Get the look The Lampert sofas and X-benches are by Jonathan Adler. The artwork is by Yves Krief – find his work at byart.co.uk. The red cabinet is from Miami-based Sabina Danenberg Atelier. For similar modern lacquered furniture, try Julian Chichester. The side tables are by Nicola Falcone. This is the Sellarsbrook Yellow rug by Suzanne Sharp for The Rug Company. The curtains are made in Pierre Frey’s Mauritius linen.
Vast, sink-into sofas from Caravane and a pair of circular coffee tables, which were a bargain from French store Petite Friture, give this living room a cosy feel. The interiors are owed to interior designers Bunny Turner and Emma Pocock of Turner Pocock.

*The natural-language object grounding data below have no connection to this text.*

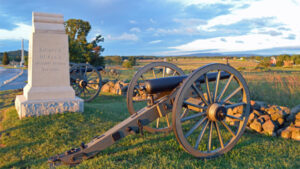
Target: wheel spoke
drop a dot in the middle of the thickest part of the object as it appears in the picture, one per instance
(174, 73)
(219, 134)
(192, 117)
(195, 127)
(200, 136)
(154, 75)
(234, 105)
(209, 137)
(233, 117)
(227, 127)
(217, 86)
(157, 122)
(184, 113)
(167, 119)
(225, 88)
(200, 94)
(194, 105)
(207, 89)
(232, 94)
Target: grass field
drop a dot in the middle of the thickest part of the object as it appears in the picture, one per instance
(27, 143)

Get the look This is Caravane’s Victor sofa. The cabinets were made bespoke. These are Hollo coffee tables from Petite Friture and the Form 2 rug by Tom Dixon for The Rug Company. The vases are from a selection from Anthropologie and Holly’s House. The grey throw is from Cologne & Cotton. The cactus candle is from Zara Home.
This house is teeming with sharp ideas that maximise its appeal.
Get the look The sofa is covered in House of Hackney’s Palmeral velvet in Midnight/Azure and Midnight/Green.
This is a formal area for entertaining. The room is popular with its owners in the winter with the roaring fire and Fuschia velvet sofa. The fireplace was designed by the owner and custom-made by a local blacksmith.
Get the look The fuchsia sofa, hexagonal table, lamps and rug are all from Graham and Green. The Hessian chair is from Roche Bobois.
Designed by interior decorator, Sera Hersham-Loftus, this beautiful home is hard to categorise. Sophisticated bohemian comes close, but in truth it’s a lot more decadent, sexy and exotic than that. To keep the look creative rather than confused, Sera artfully employs colour, with a dark ceiling to ground the space.
Get the look Fibreglass shell lights, from 1950s. Green armchairs, sofa and stools, all Sera of London Privee. Ceiling in Off Black Estate Emulsion, Farrow & Ball.